Among the Bears, much has been written locally and nationally about rookie Devin Hester in recent weeks. Industry insiders say his performance is among many that companies are watching.

Before Hester captured attention for returning punts and kickoffs for touchdowns, the rookie who generated the headlines was Reggie Bush, last year's Heisman Trophy winner and now a running back with the New Orleans Saints. He inked his first major endorsement deal last April with Subway restaurants and followed that by signing with PepsiCo, Hummer, Adidas and EA Sports.

"It is a lot harder for a Devin Hester to catch up marketingwise to a Reggie Bush because the projection of what a guy is going to do is enough to provide the marketing momentum. They come in with all the hype and exposure so there's some immediate equity there," Santos said.

Marketers say Hester has to sustain his good performances to generate buzz among consumer product companies. Perhaps more important, he has to become part of the offense to get more playing time and more attention. In FedEx Corp.'s weekly voting for air and ground players of the week, which are announced during NFL broadcasts on Sunday, the nominees are limited to quarterbacks and running backs.

Wide receiver Muhsin Muhammad taped a commercial with Grossman that promoted Pro Bowl voting, and marketers say he is likely to be tapped for more work by companies. The players' group has seen a significant increase in interest in him, Santos said.

"He's totally dignified, articulate, almost like a statesman," Lanktree said. "Every time I've seen Muhammad, I say, `Oh my god, this guy is the essence of sportsmanship and class.'"

None of the Bears is expected to instantly attain Urlacher's status as one of the most marketable NFL players. Urlacher's aggressive defensive play and steely glare have made him the team's most prominent player. His star is only expected to rise, marketers say, and a paternity suit has had no effect on his marketability.

Urlacher's popularity was proven in a sweepstakes that Glaceau's Vitaminwater ran as part of an Urlacher-centered marketing campaign that will be extended into next year. More than 130,000 entries from the Chicago area were sent in for the chance to go fishing with Urlacher, said Rohan Oza, senior vice president of marketing for Glaceau.
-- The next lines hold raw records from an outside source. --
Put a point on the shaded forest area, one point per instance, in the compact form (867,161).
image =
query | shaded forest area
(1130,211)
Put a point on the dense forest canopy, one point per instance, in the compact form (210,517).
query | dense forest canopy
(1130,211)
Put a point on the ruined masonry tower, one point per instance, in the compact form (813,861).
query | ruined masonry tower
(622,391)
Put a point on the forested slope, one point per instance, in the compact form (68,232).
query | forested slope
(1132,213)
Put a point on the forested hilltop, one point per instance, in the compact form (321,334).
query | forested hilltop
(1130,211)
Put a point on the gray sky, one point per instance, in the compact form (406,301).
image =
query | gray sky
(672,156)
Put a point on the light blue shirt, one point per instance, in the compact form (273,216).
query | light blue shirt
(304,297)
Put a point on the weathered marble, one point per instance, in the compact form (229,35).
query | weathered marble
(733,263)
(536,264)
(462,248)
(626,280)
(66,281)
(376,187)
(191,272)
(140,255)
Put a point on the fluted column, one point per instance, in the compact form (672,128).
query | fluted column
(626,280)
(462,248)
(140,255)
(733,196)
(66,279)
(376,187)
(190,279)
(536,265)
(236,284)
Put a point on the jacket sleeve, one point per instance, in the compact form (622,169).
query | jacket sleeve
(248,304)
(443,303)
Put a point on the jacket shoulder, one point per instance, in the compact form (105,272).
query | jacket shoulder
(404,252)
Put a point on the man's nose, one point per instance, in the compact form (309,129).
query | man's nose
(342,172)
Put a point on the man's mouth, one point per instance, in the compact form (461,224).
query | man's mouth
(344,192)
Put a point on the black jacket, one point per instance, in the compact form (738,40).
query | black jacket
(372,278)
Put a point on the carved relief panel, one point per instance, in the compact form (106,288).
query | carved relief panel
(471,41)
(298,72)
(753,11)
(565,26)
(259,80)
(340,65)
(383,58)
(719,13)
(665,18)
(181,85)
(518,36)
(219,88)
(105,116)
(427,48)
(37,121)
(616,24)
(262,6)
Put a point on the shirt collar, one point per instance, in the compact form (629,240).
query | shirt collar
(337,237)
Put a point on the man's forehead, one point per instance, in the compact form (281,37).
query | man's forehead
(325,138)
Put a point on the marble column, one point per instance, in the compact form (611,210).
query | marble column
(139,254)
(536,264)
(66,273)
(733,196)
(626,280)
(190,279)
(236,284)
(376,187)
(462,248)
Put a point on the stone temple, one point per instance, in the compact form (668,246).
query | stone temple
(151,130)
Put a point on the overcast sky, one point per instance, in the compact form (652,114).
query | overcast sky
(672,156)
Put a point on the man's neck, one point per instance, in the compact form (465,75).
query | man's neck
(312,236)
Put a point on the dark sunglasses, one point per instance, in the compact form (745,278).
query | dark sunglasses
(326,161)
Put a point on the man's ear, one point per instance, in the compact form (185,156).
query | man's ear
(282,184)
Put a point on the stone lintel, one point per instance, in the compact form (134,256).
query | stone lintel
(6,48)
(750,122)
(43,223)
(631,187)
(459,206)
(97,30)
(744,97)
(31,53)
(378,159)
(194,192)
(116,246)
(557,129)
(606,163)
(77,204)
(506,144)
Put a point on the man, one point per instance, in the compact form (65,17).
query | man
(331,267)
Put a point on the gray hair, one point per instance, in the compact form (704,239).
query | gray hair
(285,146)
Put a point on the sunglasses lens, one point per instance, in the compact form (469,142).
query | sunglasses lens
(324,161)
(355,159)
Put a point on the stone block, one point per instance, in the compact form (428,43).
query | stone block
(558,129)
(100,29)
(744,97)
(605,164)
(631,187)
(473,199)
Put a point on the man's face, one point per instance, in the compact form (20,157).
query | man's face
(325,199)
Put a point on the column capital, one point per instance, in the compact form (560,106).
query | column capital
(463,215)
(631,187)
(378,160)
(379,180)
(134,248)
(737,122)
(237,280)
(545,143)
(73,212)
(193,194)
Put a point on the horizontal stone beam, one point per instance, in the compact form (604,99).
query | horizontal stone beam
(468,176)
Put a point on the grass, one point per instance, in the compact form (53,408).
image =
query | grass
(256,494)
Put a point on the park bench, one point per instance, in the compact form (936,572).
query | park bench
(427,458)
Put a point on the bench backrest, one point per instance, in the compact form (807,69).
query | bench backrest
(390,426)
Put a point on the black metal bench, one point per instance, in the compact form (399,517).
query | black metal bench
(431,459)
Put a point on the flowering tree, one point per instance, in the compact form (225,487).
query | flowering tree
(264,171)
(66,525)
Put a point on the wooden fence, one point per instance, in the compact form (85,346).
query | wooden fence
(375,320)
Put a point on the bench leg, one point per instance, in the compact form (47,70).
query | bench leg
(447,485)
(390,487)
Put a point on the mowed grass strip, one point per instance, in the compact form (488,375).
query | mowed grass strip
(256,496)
Marketers also would like to tap the talents of coach Lovie Smith during the off-season, though they are unsure of his interest. Smith's appeal goes far beyond the seasoned professional image he projects.

"You don't have the risks of a 24-year-old," Andrews said. "We're pretty sure Lovie is at home with Mrs. Smith on Saturday nights. He's not out going crazy. You're not taking risks with him."